La transmission de l’ensemble des biens affectés à l’exploitation d’une entreprise individuelle ayant une activité industrielle, commerciale, artisanale, agricole ou libérale est exonérée de droits de donation ou de succession, à concurrence de 75% de la valeur de ces biens, si les conditions suivantes sont cumulativement remplies :

 

– l’entreprise individuelle a été détenue depuis plus de 2 ans par le défunt ou le donateur lorsqu’elle a été acquise à titre onéreux ;

 

– chacun des héritiers, donataires ou légataires prend l’engagement de conserver l’ensemble des biens affectés à l’exploitation de l’entreprise pendant une durée de 4 ans à compter de la date de la transmission ;

 

– un des héritiers, donataires ou légataires poursuit effectivement l’exploitation de l’entreprise individuelle pendant les 3 années qui suivent la date de la transmission ( CGI, art. 787 C  ; BOI-ENR-DMTG-10-20-40-40, 24 déc. 2012).

 

II-            L’arrêt

 

Dans sa décision commentée  la Cour de cassation juge  que le bénéfice de l’exonération partielle de droits de succession n’est pas subordonné à l’exploitation de l’entreprise individuelle par le défunt lui-même au moment de son décès.

 

La Cour rejette ainsi l’interprétation de l’administration fiscale, selon laquelle « les conditions d’engagement individuel de conservation des biens et de poursuite de l’exploitation de l’entreprise visent à assurer la continuation de l’exploitation de l’entreprise après le décès de l’entrepreneur, un but [qui serait] dénué de sens si l’entrepreneur n’exploitait pas au moment du décès ».

 

Et … casse ainsi l’arrêt de la Cour d’appel de Reins[1]  qui avait retenu l’analyse de l’Administration en jugeant qu’« à la suite de la transmission par décès, l’un des héritiers devait poursuivre l’exploitation de l’entreprise, ce qui impliquait une exploitation par le défunt au moment de son décès »

 

Pour la Haute juridiction, une telle interprétation ajoute à la loi qui se borne à exiger, concernant le défunt, la détention de l’entreprise individuelle pendant 2 ans.

 

On relèvera à cet  effet   que cette condition s’impose uniquement si l’entreprise a été acquise à titre onéreux.

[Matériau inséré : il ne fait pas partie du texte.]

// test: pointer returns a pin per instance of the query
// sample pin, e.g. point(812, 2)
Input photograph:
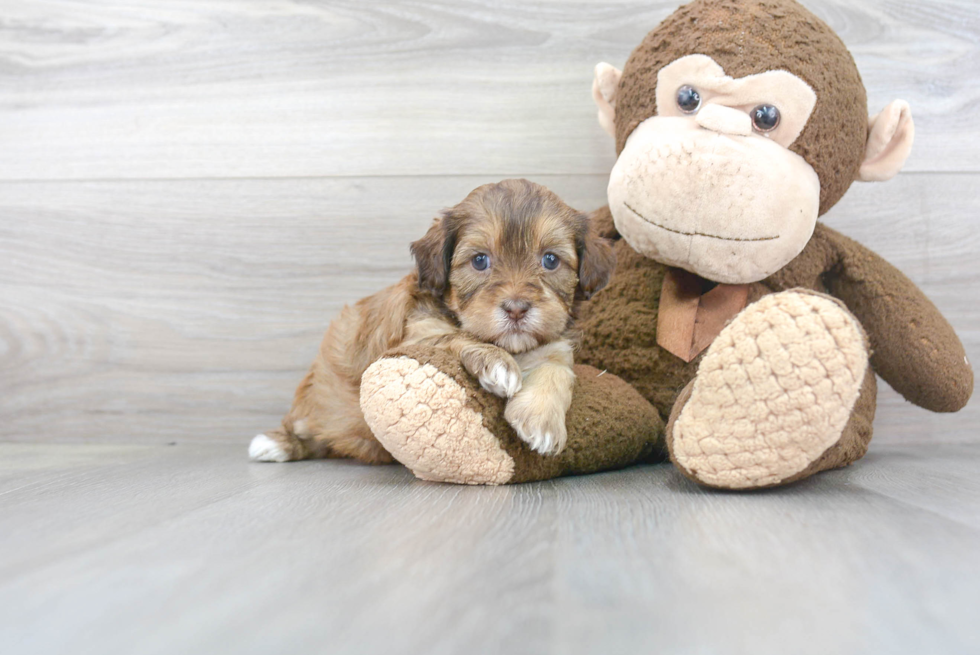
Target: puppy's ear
point(596, 260)
point(433, 254)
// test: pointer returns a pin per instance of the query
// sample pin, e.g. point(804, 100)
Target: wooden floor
point(190, 191)
point(190, 549)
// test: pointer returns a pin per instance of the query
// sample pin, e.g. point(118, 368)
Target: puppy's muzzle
point(515, 308)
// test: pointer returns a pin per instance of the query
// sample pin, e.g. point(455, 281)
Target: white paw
point(264, 449)
point(544, 435)
point(501, 381)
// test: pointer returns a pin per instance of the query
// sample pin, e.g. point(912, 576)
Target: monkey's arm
point(914, 349)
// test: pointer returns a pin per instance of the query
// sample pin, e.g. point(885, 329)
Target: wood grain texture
point(154, 311)
point(208, 88)
point(191, 549)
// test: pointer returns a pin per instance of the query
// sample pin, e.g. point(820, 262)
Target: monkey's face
point(709, 184)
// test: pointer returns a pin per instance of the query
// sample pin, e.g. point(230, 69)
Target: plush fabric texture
point(684, 196)
point(435, 419)
point(414, 410)
point(788, 387)
point(773, 392)
point(913, 348)
point(748, 37)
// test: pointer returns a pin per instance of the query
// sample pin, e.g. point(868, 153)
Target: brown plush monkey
point(753, 331)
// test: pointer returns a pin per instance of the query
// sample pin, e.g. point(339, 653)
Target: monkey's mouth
point(696, 234)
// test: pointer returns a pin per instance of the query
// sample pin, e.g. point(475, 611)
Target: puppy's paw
point(495, 368)
point(538, 421)
point(264, 449)
point(502, 379)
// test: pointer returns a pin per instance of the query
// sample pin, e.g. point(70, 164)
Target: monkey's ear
point(433, 255)
point(890, 136)
point(596, 262)
point(604, 93)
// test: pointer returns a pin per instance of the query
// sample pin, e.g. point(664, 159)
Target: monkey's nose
point(516, 309)
point(724, 120)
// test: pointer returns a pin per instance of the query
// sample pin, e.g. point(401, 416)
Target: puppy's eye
point(480, 262)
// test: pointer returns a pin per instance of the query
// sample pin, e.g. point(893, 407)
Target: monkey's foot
point(434, 418)
point(774, 395)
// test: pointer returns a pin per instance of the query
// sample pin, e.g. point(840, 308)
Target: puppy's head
point(511, 261)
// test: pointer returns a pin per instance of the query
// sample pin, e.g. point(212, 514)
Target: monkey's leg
point(785, 391)
point(435, 419)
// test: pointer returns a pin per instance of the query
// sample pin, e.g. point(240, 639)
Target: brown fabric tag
point(687, 320)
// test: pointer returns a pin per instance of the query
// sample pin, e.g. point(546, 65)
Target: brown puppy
point(497, 281)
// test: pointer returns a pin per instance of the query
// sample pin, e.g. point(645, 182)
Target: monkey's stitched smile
point(695, 234)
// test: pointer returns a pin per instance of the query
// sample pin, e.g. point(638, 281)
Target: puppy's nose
point(516, 309)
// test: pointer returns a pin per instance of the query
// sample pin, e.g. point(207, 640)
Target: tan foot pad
point(419, 414)
point(772, 394)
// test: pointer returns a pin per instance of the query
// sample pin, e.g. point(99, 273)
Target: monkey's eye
point(480, 262)
point(688, 99)
point(765, 118)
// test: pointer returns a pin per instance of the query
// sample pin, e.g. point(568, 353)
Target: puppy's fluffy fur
point(497, 281)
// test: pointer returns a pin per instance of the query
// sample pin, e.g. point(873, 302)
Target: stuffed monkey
point(749, 334)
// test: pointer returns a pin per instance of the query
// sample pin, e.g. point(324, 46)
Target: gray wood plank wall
point(190, 190)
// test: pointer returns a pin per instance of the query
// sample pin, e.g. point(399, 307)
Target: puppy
point(497, 282)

Aucun délai de détention n’est exigé lorsque le défunt a acquis l’entreprise autrement qu’à titre onéreux (mutation à titre gratuit, création[2]

 

Dans l’affaire sur laquelle la Cour avait à se prononcer, le défunt détenait toujours l’entreprise au jour de son décès mais c’est son épouse qui en assurait l’exploitation, son mari ayant cessé d’exercer l’activité depuis 5 ans. L’objectif de continuation de l’activité poursuivi par le législateur pouvait donc être considéré comme rempli, ce qui peut amener à analyser l’arrêt comme une décision d’espèce.

 

Toutefois, la publicité donnée à cet arrêt par la Cour elle-même incite à considérer son interprétation comme une solution de principe, laquelle pourrait également s’appliquer en cas de transmission par donation.

 

Eric DELFLY

Vivaldi-Avocats

 


[1]CA Reims, 17 avr. 2012. N°10-03050

[2] CGI, art. 787 C , a ; BOI-ENR-DMTG-10-20-40-40, § 30, 24 déc. 2012.